The notion of guilt is what stuck with me.  The assumption that the aristocracy was just, well, guilty was a strange one. I pondered the acceptance that an entire class were criminally culpable  – of wealth, stupidity, cooking fish the wrong way – and deserved to be killed.  And while they lost their heads, the women, a microcosm of broad society, watched events and stuck to their knitting.

Perhaps, in a complicated, Gallic way, it bred a later tolerance for public figures guilty of horrible private habits. Slight shrug, eye roll, leave your dirty laundry at the Parliamentary chamber door, Mr President.  Only recently – over Strauss Kahn particularly – has there been a wake up to the private restraint/public morality thing, so beloved of British red tops when they had teeth. The mood is shifting, but the law isn’t.

In France, you are guilty until proved innocent.

The opposite of the UK, French justice is a perfect analogy for marketing.  Whereas we used to trust brands like  Bobbies on bicycles,  rivers of powered baby milk scandals, apartheid bankers, food scares, epidemics, vehicle recalls and epic product fails have washed away our blithe acceptance.  Even agnosticism is rare, replaced by disinterest, suspicion or outright rejection. Brands are convicted in record time. Consumers, playing judge, jury and executioner, tell your precious little plaintiff it’s going to be taken from here to a place of execution and may God have mercy on its soul. No appeal.
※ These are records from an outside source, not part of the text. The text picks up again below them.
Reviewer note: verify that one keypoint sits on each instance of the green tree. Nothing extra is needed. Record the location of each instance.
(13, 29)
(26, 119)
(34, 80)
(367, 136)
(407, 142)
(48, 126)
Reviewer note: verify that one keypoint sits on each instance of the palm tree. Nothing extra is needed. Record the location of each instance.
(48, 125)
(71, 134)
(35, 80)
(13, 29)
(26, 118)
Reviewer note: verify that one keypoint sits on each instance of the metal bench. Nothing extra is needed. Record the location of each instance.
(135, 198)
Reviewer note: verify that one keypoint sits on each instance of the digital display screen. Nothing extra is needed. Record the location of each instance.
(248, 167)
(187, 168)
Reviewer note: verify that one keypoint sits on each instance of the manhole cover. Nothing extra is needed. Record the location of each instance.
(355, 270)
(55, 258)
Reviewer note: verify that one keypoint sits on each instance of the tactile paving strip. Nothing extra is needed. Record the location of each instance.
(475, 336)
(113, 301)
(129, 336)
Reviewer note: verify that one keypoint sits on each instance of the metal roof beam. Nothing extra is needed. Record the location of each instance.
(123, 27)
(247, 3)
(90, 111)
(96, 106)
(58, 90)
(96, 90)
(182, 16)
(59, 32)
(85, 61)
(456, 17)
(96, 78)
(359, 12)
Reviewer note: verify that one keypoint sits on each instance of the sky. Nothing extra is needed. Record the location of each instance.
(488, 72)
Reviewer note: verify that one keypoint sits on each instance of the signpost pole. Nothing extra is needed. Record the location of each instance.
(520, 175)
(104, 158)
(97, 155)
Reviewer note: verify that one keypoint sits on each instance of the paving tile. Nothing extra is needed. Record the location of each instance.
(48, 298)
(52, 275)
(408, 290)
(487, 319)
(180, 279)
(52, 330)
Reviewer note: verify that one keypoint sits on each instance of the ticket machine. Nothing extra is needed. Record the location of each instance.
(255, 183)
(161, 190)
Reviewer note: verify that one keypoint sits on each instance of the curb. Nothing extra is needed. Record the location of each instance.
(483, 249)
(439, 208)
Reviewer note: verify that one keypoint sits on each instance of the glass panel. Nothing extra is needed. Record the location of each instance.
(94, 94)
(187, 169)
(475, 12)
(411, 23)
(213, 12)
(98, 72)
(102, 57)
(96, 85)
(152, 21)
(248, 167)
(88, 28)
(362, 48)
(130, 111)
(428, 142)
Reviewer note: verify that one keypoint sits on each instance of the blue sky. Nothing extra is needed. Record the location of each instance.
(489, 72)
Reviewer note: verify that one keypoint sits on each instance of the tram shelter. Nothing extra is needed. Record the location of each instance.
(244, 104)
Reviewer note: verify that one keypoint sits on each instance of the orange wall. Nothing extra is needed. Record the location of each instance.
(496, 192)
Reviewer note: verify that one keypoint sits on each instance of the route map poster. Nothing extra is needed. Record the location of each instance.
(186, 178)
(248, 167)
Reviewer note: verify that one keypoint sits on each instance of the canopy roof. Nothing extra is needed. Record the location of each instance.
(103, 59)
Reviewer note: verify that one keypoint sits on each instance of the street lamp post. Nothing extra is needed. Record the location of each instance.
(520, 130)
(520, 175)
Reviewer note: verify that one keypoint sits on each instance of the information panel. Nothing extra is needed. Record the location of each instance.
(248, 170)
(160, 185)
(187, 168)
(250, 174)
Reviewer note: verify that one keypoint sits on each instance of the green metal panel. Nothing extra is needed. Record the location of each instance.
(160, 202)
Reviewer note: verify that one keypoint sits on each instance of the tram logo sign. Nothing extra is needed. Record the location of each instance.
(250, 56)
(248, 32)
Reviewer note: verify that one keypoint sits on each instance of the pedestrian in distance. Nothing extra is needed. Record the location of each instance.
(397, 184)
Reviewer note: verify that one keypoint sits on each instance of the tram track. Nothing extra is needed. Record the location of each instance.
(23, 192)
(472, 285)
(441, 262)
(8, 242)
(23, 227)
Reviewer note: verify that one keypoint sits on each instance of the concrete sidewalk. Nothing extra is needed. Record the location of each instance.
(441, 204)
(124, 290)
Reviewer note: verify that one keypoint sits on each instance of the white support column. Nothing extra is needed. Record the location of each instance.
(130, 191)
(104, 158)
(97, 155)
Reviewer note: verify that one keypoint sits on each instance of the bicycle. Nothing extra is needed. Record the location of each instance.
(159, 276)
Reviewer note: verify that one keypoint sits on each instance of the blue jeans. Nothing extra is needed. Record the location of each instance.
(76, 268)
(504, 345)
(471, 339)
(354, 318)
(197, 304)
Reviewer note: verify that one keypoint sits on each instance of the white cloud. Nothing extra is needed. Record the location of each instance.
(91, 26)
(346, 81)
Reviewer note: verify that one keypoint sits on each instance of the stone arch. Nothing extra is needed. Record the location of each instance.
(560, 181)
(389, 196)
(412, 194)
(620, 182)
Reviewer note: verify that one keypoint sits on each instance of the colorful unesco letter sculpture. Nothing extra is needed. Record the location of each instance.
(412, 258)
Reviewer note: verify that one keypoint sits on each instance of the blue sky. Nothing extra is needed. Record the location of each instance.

Of course, we all reject stuff for many more reasons than it’s simply guilty.  But the notion is useful.  People build relationships with brands through repeated, positive, personal experience. They gather enough evidence to be convinced the brand is ‘clean’.  Somebody, somewhere, is probably shouting that Toilet Duck Is Innocent even now.

I was always struck by an observation Andy Knowles of JKR made in about 2006. That year, the average UK shopping basket was 57 items.  At the same time, the average offering across the Big Six multiples – Tesco, Sainsbury, Asda, Waitrose, Safeway and Morrisons- was a convenient 30,000.  (This was before each had invaded the High Street with ‘Local’ branch thinking.)  As Andy pointed out, the typical shopper was walking into the typical sized supermarket and immediately rejecting 29, 943 items just like that.  Most, for sure, because they were irrelevant. Many, in addition, because they were guilty.

It’s why I find the idea of Parole so powerful. Brands make their way through the landscape under surveillance, a hair’s breadth from being taken into custody for questionable behaviour.  While bland and safe isn’t going to get you anywhere, your particular schtick of quirky, charismatic individuality had better be honest and true, or you’re going down. Fast.

It throws an enormous responsibility onto the language you use and the vocabulary you select.  As if it wasn’t bleeding obvious in the first place, more than ever marketers have to live with the fact that your word is your brand.